The modern electoral history of the Scottish National Party has been a story of near-uninterrupted success. The standout moments were the 2011 Scottish Parliamentary elections when they defied the proportional electoral system to win a majority, and the 2015 General Election when they came within three seats of turning the entire electoral map of Scotland yellow.
It is difficult to maintain this level of success indefinitely and, since last year’s Scottish elections, some political opponents and commentators have speculated that we have passed the point of ‘peak Nat’. They point to the loss (albeit by only two seats) of the SNP majority in Holyrood and, more recently, to the small net loss of councillors and failure to take overall control of any of Scotland’s 32 local authorities at this month’s local elections. Recent polling for the General Election places the SNP somewhere between 41% and 44% – down from the 50% the party achieved in 2015.
All of this needs to be kept in perspective. By anyone’s reckoning, this is still a very strong position for a party that has been in government for 10 years to be in. The SNP remains comfortably ahead of their nearest rivals, the Scottish Conservatives, who are hovering around the 30% mark.
The problem for the SNP is that, in the narrative around elections, the direction of travel is often more important than the overall result. With the success that they have achieved in recent times, it is difficult for the SNP’s direction of travel to be anything other than downwards. The challenge for the party is therefore to paint a picture of what success looks like on June 8th and then win the ‘spin war’ that will inevitably follow on June 9th.
The stakes are especially high in this endeavour for Nicola Sturgeon’s party, because the result in Scotland will be intimately bound up with the question of whether there should or should not be a second independence referendum. A perceived poor result – even one which sees the SNP comfortably ‘win’ the election in Scotland – could prove highly damaging to Sturgeon’s indyref2 mandate.
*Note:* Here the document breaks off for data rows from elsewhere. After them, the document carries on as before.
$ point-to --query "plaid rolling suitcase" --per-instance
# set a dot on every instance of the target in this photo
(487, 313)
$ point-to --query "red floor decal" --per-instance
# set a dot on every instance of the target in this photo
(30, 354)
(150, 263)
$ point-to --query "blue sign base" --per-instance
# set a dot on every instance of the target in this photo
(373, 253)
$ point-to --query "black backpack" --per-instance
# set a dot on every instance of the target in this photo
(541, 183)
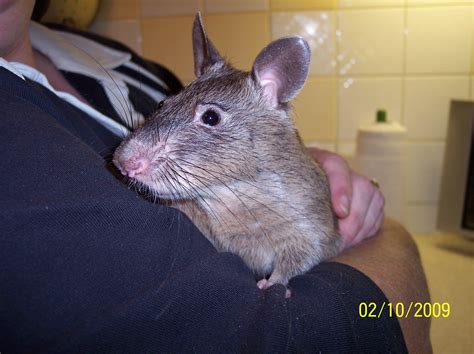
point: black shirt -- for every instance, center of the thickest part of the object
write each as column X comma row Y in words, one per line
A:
column 86, row 265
So, under the circumstances, what would a good result look like at this election for the SNP?
In an ideal world, of course, it would look exactly like the 2015 result: 50% of the vote and 56 seats out of 59. But if polling is to be believed, that is probably too lofty a goal, and setting that as the benchmark for success would be asking for failure. The First Minister will therefore want to set the bar at a more attainable level. Here are three criteria which, if met, I believe will constitute a good night for the SNP:
1. 50+ seats: It seems to already be priced in to expectations that the SNP are going to suffer some losses on June 8. If they can limit these losses to no more than half a dozen and avoid falling below the symbolically significant 50 seat mark, Nicola Sturgeon will feel content with her night’s work.
2. 45% of the vote: While First Past the Post elections are traditionally all about seats, not national vote share, the referendum dynamic in Scotland means that the national vote tallies are of real importance to what constitutes success. If the SNP can remain at 45% or better, they will feel that they are at least keeping pace with the 45% Yes vote achieved in 2014. Falling below that would be portrayed by opponents as a step in the wrong direction for the independence movement. (There will be little help in this regard by adding the tally of the pro-independence Scottish Greens, who are standing in only 3 seats.)
3. Avoiding a ‘Portillo moment’: Yes, some losses for the SNP are already priced in, but which seats are lost is important. For the Scottish Conservatives, toppling Angus Robertson in Moray or (especially) Alex Salmond in Gordon, would be totemic victories. Both are in the Tories’ sights, but if the SNP can deprive Ruth Davidson of these scalps they will breathe a sigh of relief.
If they can achieve all three of these goals, the SNP will rightly feel they’ve had a good night. If they achieve none of them, the voices speaking of ‘peak Nat’ having passed will grow louder. If it’s somewhere in between, it will all come down to which side can most successfully portray their results in a positive light.
One thing not in doubt is that this is a high stakes election for Nicola Sturgeon and her hopes of forcing another shot at independence glory.